映画 劔岳 点の記を見た。
映像の中の雲海や雪渓は、羅臼岳を思い起こさせる。
羅臼岳は、劔岳ほど難しい山ではないが、この辺では一番標高が高く、歩く距離も長い。
羅臼岳には、三度登った。
一度目は、斜里側から登った。
頂上から遠くに羆の親子を眺めた。
良く晴れた日で、さほど暑くもなく、登山日和だった。
二度目は、羅臼側から登った。
なんと往復11時間もかかった。
人気があまりなく、道端も狭い。
時折、登山道が不明瞭になり、案内してくれる人がいないとたぶん無理だった。
頂上付近ではありえないほどの突風に見舞われた。
斜里側からの合流地点では、ほとんどの登山者が引き返した。
私たちは降りてきた人たちが、ここからは岩場の影になるから風の影響はさほどないという言葉を信じて、頂上を目指した。
雲に覆われて、まったく景色が見えなかった。
それでも帰り道には、ものすごいスピードで雲が去って行くのを見た。
足を止めて空を仰ぎ見ると、雲が動いているのに、自分が動いているような錯覚に陥った。
三度目は、斜里側から。
今年の7月、登山開きの日だった。
まだ初夏だというのに、まるで真夏のように暑い。
昼の気温は、登山口で36℃を記録したという。
行き帰りで、4ℓの水が空になった。
とにかく休んでばかりで、10時間もかかった。
予定よりも3時間もロスしてしまった。
まさかあれから一ヶ月後にあんな事件が起こるとは想像もしなかった。
ー雪を背負って登り、雪を背負って降りよ
劔岳を真に開山すれば
山は神となり、仏となるー
山岳信仰をする村人たちが、劔岳を登ることを禁じているのに、なぜ行者は、"真に"開山することで、山は神や仏になると言ったのか。
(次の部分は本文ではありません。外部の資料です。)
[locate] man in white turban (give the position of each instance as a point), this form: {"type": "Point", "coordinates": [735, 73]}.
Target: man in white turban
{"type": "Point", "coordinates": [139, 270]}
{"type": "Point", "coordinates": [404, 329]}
行者は、山は安全な場所からただ眺め、仰ぎ見るだけでは、人は本当の神や仏を崇めることにはならないと言いたかったのではないか。
気が遠くなるような道のりをそれでもただ一歩、ただ一歩、慎重に確実に足を進める。
地味なその作業に集中するほどに、思考は言葉を失っていくのだが、自分は地面や風や木々や花と同じになっていくような不思議な感覚に陥る。
ようやく到着した山の頂上から地上を眺めると、街はひどくちっぽけで、脆弱なものに見えた。
同時にあの小さな一歩の積み重ねが、この高さまで連れて来たことに驚く。
ここまで私を連れてきたのは、自分の意志が宿る頭ではなく、この足。
そして足を前に進めたのは、あの山の上へと続くこの登山道。
吹雪がひどくなってきても、洞穴のようなところで念仏を唱え続けていた行者を柴崎と長次郎たちは、半ば強制的に助ける。
下山してから行者は、なぜ助けた。と彼らに問う。
あのままだと死んでしまうからだ、と彼等は答える。
なぜ、決めつける。と、行者。
どんなことでもなせばなる。自信を持つことだ。と、続ける。
測量士として劔岳登頂を命令された柴崎と、山岳信仰に根ざした村で生活する長次郎。
長次郎は、山登りの勘が鋭い人物として、柴崎らが登頂を果たすために重要な役割を果たしたが、いよいよ山頂という場面で、柴崎たちに先に行くように、自分は案内しただけで頂上に行くのは申し訳ない、と言う。
しかし柴崎は、彼を仲間だから、一緒に登頂しないと意味がないと諭す。
意を決して、登り始める一行。
長次郎は、山を信仰する者として、やはりそこには足を踏み入れてはならない、と躊躇ったのだろう。
けれども、信仰とは、何か。
行者が言った言葉の意味は。
あの雲の上に降り立ったとき。
視界の中に羅臼岳以上に高い山は見当たらなかった。
私はまるで神様の視点に立ったような気分になる。
それは、街を見下すことではなく、街を見渡す視点だった。
人は、地図の中の矢印に過ぎない、と言ったのは養老孟司さんだ。
我思う故に我あり。ではなく、地図の中にある現在地に過ぎない私。
それは、人は何者であるかを知りたいがために地図を作るのだが、その先は、何者でもない私を知る道程に繋がっているようにも思えた。
人が生きていることに意味はないけれど、人は生きていることに意味を作ることもできる。
神は、そういった両犠牲そのものなのだろう。